Dit wordt berekend door de middelen die de provincie beschikbaar heeft c.q. kan maken (de zogenaamde weerstandscapaciteit) te delen door de omvang van de risico’s. Hierbij maken we een onderscheid tussen structureel weerstandsvermogen en incidenteel weerstandsvermogen.
Structurele weerstandscapaciteit en weerstandsvermogen
De structurele weerstandscapaciteit bestaat uit de zogenaamd onbenutte belastingcapaciteit. Dat is het verschil tussen de inkomsten uit de opcenten MRB tegen het huidige tarief (90,4 opcenten) en wat de inkomsten zouden zijn als de provincie Zuid-Holland het wettelijke maximumtarief zou heffen (in 2021 is het wettelijk maximumtarief voor de opcenten 116,8).
De onbenutte belastingcapaciteit bedraagt € 99,1 mln. De omvang van de structurele risico’s bedraagt € 4,8 mln.
Het structurele weerstandsvermogen bedraagt circa “20,6”. Dit is ruim meer dan de waarde die de provincie Zuid-Holland nastreeft (namelijk een factor “2”) en een verdubbeling ten opzichte van het structurele weerstandsvermogen bij Jaarrekening 2019. Dit is te verklaren door een sterke daling van de omvang van de structurele risico’s en een lichte stijging van de weerstandscapaciteit.
Incidentele weerstandscapaciteit en weerstandsvermogen
De incidentele weerstandscapaciteit bestaat uit de reserves, voor zover deze niet juridisch beklemd zijn.
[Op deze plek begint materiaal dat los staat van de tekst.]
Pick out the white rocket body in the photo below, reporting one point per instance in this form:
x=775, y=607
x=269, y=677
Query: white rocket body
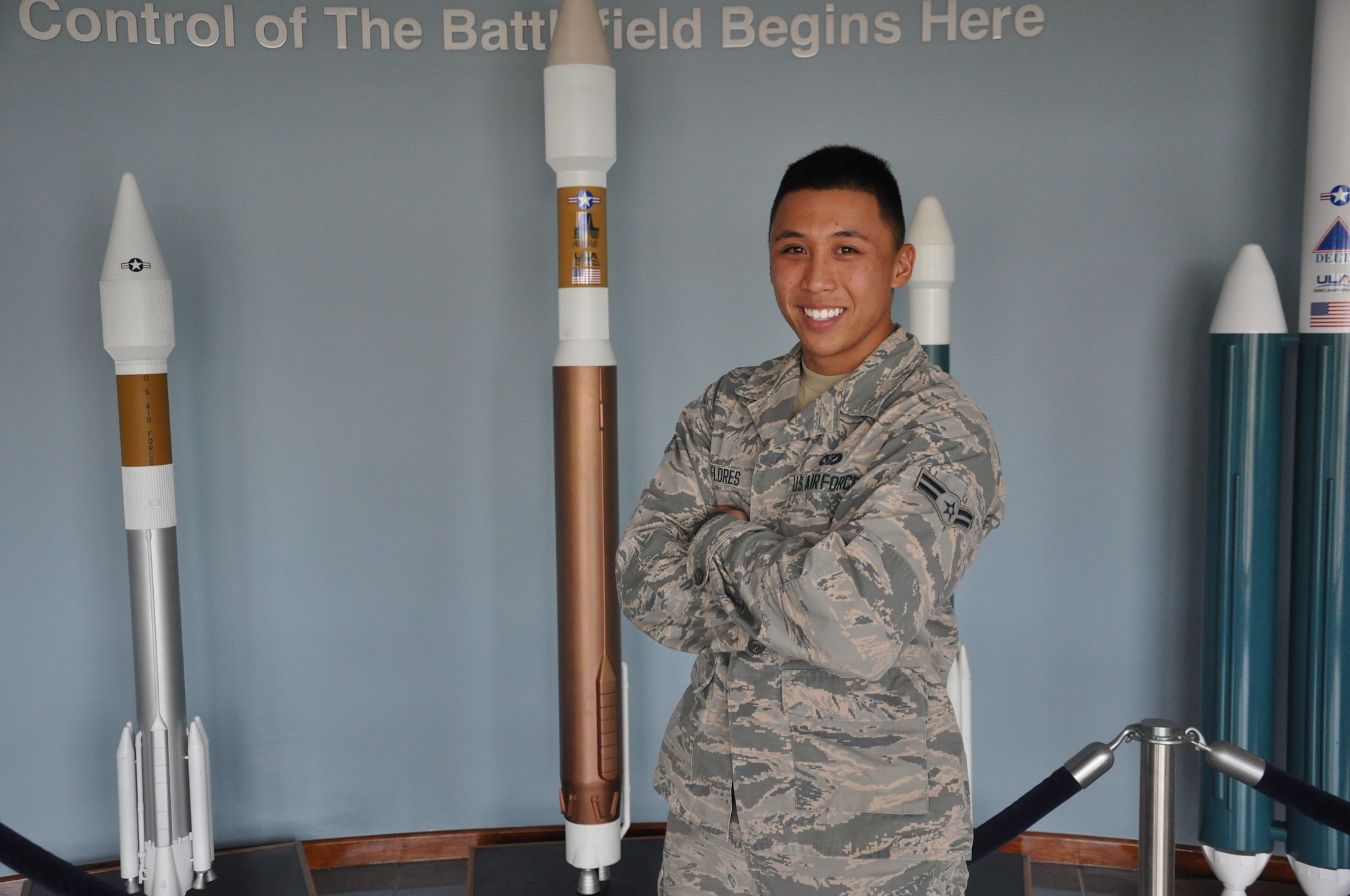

De omvang van de juridisch niet-beklemde reserves bedraagt € 550,2 mln (dat zijn algemene reserve plus de bestuurlijke verplichte en de in het geheel niet verplichte bestemmingsreserves). Daar staan € 16,7 mln aan risico’s tegenover.
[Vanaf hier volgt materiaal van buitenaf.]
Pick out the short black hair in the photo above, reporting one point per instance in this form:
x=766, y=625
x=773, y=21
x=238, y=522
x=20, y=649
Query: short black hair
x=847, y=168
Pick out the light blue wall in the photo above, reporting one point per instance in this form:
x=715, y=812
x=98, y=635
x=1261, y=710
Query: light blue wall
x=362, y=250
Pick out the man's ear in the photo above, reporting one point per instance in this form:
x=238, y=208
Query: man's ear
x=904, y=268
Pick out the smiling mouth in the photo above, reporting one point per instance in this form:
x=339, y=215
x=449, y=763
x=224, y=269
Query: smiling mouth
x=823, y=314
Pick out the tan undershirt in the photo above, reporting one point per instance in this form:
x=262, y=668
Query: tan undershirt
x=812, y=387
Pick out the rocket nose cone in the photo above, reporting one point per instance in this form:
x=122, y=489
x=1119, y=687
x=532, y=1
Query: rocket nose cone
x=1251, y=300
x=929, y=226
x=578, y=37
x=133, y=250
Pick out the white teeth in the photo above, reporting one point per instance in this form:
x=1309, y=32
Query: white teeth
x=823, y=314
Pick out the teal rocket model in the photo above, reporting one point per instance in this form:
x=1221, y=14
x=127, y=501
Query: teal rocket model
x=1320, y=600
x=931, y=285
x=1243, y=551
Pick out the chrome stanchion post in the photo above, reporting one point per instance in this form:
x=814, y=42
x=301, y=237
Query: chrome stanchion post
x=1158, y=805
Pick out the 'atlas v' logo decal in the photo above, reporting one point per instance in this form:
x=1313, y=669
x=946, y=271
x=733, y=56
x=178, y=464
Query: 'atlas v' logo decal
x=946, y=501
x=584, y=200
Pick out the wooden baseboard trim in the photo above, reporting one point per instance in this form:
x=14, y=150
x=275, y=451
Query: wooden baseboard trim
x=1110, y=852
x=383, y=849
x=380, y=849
Dat betekent dat het incidenteel weerstandsvermogen bijna “33” bedraagt. Ook dat is ruim meer dan de streefwaarde van de provincie Zuid-Holland (namelijk een factor “2”). Ten opzichte van het voorgaande jaar is er een beperkte verandering te zien. De hoge ratio is met name te verklaren door het feit dat naast de algemene reserve een groot deel van de bestemmingsreserves tot de incidentele weerstandscapaciteit worden gerekend. Indien slechts de algemene reserve wordt beschouwd als de incidentele weerstandscapaciteit, dan bedraagt het incidenteel weerstandsvermogen € 96,6 mln / € 16,7 mln = 5,8.